A Tabular object with transforms

source

TabularProc

 TabularProc (enc=None, dec=None, split_idx=None, order=None)

Base class to write a non-lazy tabular processor for dataframes

These transforms are applied as soon as the data is available rather than as data is called from the DataLoader

source

Categorify

 Categorify (enc=None, dec=None, split_idx=None, order=None)

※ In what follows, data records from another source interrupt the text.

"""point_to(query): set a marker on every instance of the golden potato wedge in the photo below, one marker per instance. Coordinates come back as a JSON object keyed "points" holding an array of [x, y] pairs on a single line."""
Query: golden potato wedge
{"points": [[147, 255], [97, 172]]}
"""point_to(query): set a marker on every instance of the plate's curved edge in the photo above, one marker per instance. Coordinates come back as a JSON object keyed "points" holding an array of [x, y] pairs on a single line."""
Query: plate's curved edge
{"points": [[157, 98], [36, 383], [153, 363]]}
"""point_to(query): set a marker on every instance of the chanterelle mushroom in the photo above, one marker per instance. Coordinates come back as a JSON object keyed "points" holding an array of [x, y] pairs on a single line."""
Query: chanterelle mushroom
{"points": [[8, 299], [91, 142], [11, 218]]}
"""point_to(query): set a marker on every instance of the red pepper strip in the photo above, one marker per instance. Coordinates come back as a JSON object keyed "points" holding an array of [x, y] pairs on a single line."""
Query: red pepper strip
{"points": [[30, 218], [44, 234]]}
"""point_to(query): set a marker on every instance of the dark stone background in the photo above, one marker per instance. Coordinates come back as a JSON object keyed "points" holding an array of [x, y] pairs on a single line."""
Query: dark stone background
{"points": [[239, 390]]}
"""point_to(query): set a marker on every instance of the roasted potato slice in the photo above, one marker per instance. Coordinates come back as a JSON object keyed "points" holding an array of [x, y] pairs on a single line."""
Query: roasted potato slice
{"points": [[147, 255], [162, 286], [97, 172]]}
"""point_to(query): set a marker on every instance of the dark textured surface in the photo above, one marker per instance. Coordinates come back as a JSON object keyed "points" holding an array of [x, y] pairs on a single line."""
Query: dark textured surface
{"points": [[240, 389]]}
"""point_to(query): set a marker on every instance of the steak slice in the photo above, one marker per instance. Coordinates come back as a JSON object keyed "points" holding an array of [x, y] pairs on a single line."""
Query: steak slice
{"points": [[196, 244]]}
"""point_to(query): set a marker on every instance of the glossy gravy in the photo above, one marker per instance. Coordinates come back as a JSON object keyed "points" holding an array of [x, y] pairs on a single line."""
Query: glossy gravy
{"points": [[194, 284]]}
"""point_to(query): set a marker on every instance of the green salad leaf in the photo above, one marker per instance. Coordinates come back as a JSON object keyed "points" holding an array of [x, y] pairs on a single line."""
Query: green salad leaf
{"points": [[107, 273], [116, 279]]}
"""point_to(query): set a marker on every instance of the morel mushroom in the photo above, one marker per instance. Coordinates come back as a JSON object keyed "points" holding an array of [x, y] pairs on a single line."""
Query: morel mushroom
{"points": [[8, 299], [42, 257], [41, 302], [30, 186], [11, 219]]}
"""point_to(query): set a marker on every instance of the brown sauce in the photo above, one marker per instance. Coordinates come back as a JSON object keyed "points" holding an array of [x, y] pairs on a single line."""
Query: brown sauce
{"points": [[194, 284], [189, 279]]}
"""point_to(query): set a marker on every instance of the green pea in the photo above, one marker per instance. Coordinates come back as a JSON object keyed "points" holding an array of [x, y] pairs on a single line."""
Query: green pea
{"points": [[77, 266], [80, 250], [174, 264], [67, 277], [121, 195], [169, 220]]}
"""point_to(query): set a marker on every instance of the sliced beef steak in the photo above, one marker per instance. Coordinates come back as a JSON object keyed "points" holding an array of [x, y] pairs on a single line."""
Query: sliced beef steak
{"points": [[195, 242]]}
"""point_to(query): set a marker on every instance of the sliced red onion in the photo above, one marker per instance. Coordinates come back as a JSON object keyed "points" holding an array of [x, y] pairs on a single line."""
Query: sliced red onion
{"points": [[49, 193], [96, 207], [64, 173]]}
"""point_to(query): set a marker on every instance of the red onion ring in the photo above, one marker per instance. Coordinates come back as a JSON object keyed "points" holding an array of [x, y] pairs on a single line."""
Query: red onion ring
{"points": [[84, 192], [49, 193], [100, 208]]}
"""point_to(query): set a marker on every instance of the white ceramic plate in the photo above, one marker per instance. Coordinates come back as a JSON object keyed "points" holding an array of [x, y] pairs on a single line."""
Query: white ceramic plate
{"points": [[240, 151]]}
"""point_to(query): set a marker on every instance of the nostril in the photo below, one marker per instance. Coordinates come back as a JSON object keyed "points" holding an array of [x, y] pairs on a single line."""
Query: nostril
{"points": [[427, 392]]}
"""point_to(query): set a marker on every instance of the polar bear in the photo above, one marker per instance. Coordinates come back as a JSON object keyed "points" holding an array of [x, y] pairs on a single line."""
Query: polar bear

Transform the categorical variables to something similar to pd.Categorical

While visually in the DataFrame you will not see a change, the classes are stored in to.procs.categorify as we can see below on a dummy DataFrame:

df = pd.DataFrame({'a':[0,1,2,0,2]})
to = TabularPandas(df, Categorify, 'a')
to.show()

	a
0	0
1	1
2	2
3	0
4	2

Each column’s unique values are stored in a dictionary of column:[values]:

cat = to.procs.categorify
cat.classes

{'a': ['#na#', 0, 1, 2]}

source

FillStrategy

 FillStrategy ()

Namespace containing the various filling strategies.

Currently, filling with the median, a constant, and the mode are supported.

source

FillMissing

 FillMissing (fill_strategy=<function median>, add_col=True,
              fill_vals=None)

Fill the missing values in continuous columns.

source

ReadTabBatch

 ReadTabBatch (to)

Transform TabularPandas values into a Tensor with the ability to decode

source

TabDataLoader

 TabDataLoader (dataset, bs=16, shuffle=False, after_batch=None,
                num_workers=0, verbose:bool=False, do_setup:bool=True,
                pin_memory=False, timeout=0, batch_size=None,
                drop_last=False, indexed=None, n=None, device=None,
                persistent_workers=False, pin_memory_device='', wif=None,
                before_iter=None, after_item=None, before_batch=None,
                after_iter=None, create_batches=None, create_item=None,
                create_batch=None, retain=None, get_idxs=None,
                sample=None, shuffle_fn=None, do_batch=None)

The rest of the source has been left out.